Carl Roberts, 46, who voted for Demboski, told the Alaska Dispatch News that Berkowitz’s comments did not affect his vote.

“I thought it was just blown way out of proportion,” Roberts said.

Berkowitz will replace Mayor Dan Sullivan (R), who has served two three-year terms since 2009. Sullivan is no relation to U.S. Sen. Dan Sullivan (R-Alaska), who was elected to office in 2014.

Though Alaska is a red-leaning state, Anchorage, its most populous city, has had experience with Democratic mayors. Former Sen. Mark Begich (D-Alaska), who lost his seat in the 2014 midterm elections, served as mayor of Anchorage from 2003 to 2009.

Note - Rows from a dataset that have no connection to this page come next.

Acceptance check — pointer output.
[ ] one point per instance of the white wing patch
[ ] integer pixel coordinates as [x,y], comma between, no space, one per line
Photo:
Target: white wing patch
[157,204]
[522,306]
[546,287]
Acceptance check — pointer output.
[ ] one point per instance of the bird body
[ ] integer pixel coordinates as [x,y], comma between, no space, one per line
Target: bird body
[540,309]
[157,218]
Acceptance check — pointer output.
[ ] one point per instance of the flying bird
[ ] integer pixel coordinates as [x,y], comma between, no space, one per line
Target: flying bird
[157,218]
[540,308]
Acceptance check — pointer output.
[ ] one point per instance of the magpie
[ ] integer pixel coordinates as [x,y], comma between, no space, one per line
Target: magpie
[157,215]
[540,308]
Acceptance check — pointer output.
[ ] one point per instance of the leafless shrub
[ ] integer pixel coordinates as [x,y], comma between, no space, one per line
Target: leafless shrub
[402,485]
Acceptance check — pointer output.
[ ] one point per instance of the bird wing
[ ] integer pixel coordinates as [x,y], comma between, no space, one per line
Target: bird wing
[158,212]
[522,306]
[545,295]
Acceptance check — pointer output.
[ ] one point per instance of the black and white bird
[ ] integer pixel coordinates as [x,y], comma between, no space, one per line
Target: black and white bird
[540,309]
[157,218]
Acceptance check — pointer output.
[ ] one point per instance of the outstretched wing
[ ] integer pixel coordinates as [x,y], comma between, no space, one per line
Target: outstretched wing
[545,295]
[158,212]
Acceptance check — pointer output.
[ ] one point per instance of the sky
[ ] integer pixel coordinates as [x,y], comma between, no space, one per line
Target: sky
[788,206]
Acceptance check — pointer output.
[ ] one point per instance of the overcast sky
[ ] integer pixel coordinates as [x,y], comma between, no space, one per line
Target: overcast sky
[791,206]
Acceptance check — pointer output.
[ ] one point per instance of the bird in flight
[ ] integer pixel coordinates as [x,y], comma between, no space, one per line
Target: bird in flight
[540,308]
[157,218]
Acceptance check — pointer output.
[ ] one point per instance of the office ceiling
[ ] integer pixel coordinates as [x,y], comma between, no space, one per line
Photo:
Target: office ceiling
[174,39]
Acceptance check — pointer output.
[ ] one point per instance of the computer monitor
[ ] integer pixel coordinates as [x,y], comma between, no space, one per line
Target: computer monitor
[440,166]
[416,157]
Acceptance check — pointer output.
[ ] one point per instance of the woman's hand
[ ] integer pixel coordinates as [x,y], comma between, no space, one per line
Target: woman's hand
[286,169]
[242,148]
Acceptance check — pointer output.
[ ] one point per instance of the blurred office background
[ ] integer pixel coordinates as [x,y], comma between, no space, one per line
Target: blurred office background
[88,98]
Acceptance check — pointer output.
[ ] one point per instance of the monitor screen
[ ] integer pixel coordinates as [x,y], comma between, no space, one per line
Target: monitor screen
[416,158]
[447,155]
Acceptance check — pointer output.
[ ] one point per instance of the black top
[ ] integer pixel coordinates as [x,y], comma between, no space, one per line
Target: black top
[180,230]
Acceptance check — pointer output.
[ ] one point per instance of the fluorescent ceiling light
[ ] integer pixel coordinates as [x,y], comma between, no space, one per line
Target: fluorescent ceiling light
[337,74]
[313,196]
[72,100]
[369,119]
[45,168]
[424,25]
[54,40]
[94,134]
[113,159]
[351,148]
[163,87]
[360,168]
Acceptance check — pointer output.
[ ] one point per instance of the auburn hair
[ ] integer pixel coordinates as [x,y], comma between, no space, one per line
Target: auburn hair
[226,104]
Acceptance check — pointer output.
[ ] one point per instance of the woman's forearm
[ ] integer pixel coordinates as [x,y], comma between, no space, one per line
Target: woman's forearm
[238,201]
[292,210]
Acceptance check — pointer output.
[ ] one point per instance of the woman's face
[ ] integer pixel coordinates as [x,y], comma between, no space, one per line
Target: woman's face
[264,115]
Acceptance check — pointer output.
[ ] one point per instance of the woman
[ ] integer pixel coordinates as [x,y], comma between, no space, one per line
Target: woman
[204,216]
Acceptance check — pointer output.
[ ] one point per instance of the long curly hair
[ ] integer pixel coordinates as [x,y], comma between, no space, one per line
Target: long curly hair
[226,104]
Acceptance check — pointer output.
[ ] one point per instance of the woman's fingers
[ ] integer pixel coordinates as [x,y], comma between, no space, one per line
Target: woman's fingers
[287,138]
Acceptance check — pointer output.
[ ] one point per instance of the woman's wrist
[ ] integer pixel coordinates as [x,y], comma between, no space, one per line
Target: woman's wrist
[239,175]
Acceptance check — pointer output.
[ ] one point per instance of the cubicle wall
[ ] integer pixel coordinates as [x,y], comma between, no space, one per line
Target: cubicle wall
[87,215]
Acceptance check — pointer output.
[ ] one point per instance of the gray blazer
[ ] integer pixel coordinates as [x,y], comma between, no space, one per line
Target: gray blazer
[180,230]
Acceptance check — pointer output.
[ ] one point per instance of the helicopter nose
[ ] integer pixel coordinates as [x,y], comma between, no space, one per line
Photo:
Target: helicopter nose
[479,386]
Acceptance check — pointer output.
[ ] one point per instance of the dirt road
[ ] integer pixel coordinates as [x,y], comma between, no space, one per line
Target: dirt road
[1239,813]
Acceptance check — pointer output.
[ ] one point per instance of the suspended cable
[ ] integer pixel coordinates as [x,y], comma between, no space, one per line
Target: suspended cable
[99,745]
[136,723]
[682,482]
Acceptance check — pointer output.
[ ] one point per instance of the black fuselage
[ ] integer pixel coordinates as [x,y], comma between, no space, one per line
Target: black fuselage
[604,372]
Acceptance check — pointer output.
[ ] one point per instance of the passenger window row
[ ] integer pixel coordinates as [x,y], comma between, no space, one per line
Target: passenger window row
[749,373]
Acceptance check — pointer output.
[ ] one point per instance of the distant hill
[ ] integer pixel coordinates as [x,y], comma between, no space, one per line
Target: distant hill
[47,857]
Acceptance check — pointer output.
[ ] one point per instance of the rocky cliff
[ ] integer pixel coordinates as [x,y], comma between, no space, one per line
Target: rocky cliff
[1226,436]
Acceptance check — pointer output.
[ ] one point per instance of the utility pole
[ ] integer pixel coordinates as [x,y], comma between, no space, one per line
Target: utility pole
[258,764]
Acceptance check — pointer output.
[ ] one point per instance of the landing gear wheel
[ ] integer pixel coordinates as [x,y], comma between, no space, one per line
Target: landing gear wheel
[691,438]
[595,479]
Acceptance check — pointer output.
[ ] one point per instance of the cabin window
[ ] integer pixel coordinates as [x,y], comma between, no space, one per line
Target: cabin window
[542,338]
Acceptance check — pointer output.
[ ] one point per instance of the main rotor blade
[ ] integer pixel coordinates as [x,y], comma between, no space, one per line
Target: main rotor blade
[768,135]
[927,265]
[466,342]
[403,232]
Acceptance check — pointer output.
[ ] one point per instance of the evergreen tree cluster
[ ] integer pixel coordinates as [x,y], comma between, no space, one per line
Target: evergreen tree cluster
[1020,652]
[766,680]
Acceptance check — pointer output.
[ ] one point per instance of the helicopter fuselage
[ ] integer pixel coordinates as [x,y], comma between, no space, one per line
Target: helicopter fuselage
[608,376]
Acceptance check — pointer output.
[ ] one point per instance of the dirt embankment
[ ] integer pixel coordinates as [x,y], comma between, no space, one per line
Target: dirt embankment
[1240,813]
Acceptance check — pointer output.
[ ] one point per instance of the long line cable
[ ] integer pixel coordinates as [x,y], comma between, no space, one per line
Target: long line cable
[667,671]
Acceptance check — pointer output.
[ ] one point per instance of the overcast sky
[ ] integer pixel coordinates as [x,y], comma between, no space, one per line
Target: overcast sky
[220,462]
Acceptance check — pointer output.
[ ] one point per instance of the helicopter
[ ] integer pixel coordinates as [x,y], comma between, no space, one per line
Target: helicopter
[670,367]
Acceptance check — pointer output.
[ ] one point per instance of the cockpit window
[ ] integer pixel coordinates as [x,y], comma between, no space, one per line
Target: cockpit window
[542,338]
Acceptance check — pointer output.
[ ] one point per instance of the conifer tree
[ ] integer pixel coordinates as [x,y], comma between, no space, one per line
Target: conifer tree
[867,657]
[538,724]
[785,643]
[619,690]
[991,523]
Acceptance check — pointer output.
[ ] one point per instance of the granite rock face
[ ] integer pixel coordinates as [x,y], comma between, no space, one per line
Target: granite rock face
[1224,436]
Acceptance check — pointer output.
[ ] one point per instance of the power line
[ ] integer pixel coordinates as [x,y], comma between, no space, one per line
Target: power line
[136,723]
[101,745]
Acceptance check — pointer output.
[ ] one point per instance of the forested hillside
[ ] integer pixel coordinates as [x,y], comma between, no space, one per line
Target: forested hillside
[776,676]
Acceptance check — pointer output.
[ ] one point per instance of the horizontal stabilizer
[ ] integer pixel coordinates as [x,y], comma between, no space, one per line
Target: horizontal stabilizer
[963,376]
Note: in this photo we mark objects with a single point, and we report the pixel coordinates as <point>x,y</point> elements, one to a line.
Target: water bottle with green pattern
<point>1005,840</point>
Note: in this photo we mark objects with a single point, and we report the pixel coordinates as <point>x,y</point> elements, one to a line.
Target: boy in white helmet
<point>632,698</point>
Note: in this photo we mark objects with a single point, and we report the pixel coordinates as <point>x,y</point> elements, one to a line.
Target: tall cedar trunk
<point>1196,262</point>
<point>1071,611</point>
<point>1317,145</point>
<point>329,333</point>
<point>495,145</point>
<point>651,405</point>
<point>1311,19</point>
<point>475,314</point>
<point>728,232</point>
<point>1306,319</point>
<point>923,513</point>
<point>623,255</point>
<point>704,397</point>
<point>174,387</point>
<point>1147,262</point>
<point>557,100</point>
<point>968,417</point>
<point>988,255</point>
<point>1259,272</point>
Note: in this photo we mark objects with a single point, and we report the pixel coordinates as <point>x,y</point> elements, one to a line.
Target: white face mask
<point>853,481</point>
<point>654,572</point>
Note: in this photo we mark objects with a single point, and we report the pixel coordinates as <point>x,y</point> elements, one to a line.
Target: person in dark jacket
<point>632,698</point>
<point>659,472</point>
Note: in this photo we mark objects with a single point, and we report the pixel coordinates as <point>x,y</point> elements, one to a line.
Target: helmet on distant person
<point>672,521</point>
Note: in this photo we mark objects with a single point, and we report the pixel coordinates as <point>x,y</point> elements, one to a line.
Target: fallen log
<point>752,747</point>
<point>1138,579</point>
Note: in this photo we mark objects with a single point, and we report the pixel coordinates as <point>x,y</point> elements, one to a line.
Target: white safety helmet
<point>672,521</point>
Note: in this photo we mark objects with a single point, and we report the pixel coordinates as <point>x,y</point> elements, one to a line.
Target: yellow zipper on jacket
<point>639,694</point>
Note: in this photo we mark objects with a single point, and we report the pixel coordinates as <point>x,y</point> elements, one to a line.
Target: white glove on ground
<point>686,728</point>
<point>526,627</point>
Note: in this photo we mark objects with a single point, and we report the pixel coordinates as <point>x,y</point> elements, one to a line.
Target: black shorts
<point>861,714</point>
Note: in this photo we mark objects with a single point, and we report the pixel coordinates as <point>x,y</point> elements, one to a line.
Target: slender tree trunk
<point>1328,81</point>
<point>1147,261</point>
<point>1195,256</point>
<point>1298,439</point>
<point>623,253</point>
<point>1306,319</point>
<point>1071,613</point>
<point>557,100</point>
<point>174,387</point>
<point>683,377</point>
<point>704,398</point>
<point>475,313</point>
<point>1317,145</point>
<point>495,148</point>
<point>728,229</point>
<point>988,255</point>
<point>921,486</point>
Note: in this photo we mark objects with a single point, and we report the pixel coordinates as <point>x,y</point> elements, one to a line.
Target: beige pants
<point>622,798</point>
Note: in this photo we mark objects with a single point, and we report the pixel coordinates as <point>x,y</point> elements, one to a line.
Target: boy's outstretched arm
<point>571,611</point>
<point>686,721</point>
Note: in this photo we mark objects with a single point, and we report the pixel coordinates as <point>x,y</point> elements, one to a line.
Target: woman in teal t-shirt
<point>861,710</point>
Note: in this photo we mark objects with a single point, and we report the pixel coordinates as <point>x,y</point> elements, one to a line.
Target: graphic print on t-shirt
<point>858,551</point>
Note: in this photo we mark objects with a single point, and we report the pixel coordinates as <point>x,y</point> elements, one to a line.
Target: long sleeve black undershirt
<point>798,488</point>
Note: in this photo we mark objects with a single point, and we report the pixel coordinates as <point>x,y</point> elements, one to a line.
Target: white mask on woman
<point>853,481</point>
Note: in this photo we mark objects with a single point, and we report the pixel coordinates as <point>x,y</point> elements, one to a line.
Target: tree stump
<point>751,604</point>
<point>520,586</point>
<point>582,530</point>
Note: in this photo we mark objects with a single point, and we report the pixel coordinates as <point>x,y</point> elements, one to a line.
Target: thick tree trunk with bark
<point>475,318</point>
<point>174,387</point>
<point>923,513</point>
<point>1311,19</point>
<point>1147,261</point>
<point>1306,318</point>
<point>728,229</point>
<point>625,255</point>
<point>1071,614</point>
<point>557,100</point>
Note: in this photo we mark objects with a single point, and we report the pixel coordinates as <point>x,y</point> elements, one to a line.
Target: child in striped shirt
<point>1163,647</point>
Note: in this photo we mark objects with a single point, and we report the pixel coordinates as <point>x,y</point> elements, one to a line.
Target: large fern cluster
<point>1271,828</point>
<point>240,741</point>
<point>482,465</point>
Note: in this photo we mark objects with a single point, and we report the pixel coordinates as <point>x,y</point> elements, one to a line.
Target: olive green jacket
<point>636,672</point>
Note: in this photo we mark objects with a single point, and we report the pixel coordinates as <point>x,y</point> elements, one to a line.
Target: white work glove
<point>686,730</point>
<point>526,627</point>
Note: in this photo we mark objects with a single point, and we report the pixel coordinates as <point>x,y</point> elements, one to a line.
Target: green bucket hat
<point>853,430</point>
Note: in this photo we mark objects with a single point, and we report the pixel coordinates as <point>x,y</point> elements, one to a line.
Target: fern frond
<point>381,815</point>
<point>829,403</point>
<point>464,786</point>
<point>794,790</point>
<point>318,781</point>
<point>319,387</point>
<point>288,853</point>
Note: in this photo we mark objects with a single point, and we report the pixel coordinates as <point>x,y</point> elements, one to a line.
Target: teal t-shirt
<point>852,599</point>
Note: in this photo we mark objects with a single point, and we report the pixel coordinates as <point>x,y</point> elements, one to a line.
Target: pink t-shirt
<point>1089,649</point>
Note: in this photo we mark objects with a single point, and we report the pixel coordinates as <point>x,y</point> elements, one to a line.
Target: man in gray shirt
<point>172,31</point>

UPDATE: May 6, 7:40 p.m. -- Demboski swayed at least one Anchorage voter with her incest attack, only not in the way she had hoped.

Casey Reynolds, the conservative talk radio host to whom Demboski had first suggested that Berkowitz supported incest, voted against her in Tuesday’s runoff election. Reynolds had voted for Demboski the first time.

“Like a lot of Republican voters, the blatant attempt to smear a decent person made it impossible for me to vote for her,” Reynolds said.

Berkowitz has “always shown himself to be a man of character,” he added.

Reynolds said he believes Berkowitz’s victory reflects Anchorage’s principled political culture.

“It reaffirms my faith in my home town,” he said. “For a Democrat to win in a landslide in deeply conservative Anchorage says there are things we care about more than party. We like the civility of our community and we’ll vote to keep it that way.”